Disconnected from the tests, it hung in the haze like an ornament from a tree. Black panel 'arms' jutted out. The circular chamberlock remained twisted closed. The catwalk ran alongside it, wrapping around to the other side.
"Entrance, entrance. Looking for an entrance," the robot hummed. "Don't see one. Anywhere. Besides, ah, that one hanging over that drop."
"It's there," Doug said, pointing out a dark door.
The robot jerked his handles, discovering it out a split-second too late. "You can't just go in there, though," he said. "Specifically told you that before: do NOT go into the observation rooms. You know fully well that she," he said with a gulp, "could be in there. I'm nothing to her. Just a pile of processors.

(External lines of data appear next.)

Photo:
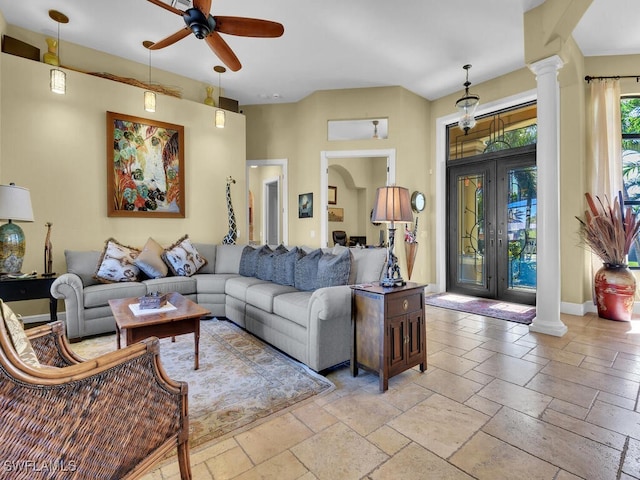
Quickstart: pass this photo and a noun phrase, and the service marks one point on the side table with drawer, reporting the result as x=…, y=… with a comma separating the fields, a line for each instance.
x=388, y=330
x=18, y=289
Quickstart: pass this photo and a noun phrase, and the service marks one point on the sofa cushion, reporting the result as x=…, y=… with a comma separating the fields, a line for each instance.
x=208, y=251
x=237, y=287
x=334, y=270
x=307, y=271
x=228, y=258
x=293, y=306
x=99, y=295
x=182, y=285
x=19, y=339
x=284, y=267
x=83, y=264
x=183, y=258
x=116, y=263
x=150, y=260
x=262, y=295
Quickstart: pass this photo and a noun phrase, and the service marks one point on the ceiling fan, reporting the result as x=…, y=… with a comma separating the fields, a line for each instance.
x=205, y=26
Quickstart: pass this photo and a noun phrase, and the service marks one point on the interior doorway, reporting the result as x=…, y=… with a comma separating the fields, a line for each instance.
x=259, y=172
x=491, y=220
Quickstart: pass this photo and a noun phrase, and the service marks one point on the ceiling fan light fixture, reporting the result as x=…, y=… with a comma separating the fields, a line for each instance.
x=467, y=106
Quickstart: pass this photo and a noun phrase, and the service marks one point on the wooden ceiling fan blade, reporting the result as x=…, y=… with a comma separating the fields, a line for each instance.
x=161, y=4
x=248, y=27
x=223, y=51
x=171, y=39
x=203, y=5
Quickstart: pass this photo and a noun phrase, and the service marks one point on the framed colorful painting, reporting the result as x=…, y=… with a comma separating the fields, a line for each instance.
x=145, y=168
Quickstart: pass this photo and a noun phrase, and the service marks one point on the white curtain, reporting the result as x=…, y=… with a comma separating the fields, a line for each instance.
x=604, y=148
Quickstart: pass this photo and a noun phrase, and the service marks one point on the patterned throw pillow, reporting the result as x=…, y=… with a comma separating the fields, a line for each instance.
x=117, y=263
x=333, y=270
x=19, y=339
x=150, y=260
x=307, y=271
x=284, y=267
x=183, y=258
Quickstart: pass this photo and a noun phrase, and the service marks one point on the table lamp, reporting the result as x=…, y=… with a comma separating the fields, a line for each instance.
x=393, y=204
x=15, y=205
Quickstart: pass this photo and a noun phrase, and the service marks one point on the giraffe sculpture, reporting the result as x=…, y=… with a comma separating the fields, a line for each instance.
x=232, y=235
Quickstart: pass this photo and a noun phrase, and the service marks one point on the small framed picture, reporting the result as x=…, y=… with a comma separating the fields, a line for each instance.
x=305, y=205
x=333, y=195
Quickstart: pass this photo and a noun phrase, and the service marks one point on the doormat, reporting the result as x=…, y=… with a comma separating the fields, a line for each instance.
x=511, y=312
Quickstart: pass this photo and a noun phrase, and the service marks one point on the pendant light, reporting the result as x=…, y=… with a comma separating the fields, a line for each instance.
x=221, y=117
x=467, y=106
x=57, y=78
x=149, y=96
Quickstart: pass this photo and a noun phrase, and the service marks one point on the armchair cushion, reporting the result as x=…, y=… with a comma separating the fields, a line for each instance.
x=18, y=337
x=117, y=263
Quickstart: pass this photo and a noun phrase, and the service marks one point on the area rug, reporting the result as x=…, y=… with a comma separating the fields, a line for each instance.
x=512, y=312
x=240, y=380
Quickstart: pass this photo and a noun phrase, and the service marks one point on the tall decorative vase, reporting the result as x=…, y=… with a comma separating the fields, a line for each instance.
x=615, y=287
x=411, y=249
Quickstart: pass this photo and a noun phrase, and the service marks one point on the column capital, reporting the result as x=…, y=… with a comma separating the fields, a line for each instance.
x=546, y=65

I could die. "
"Then you'd better go in there and make sure it's empty."
Even if the room was occupied and Caroline strode out, Wheatley had a history of finding himself in places where he didn't belong. He could pass it off as an accident. A misunderstanding. He 'didn't mean' to end up knocking on the door—and if he was clever enough, Wheatley could make up an excuse for how he'd gotten in there. Perhaps the 'door' had been standing wide open.
That would send her rushing off in a panic.
"Go on. Just hit your handle against the door," he said, ducking around a corner and pressing his back against a wall. "I'll wait over here."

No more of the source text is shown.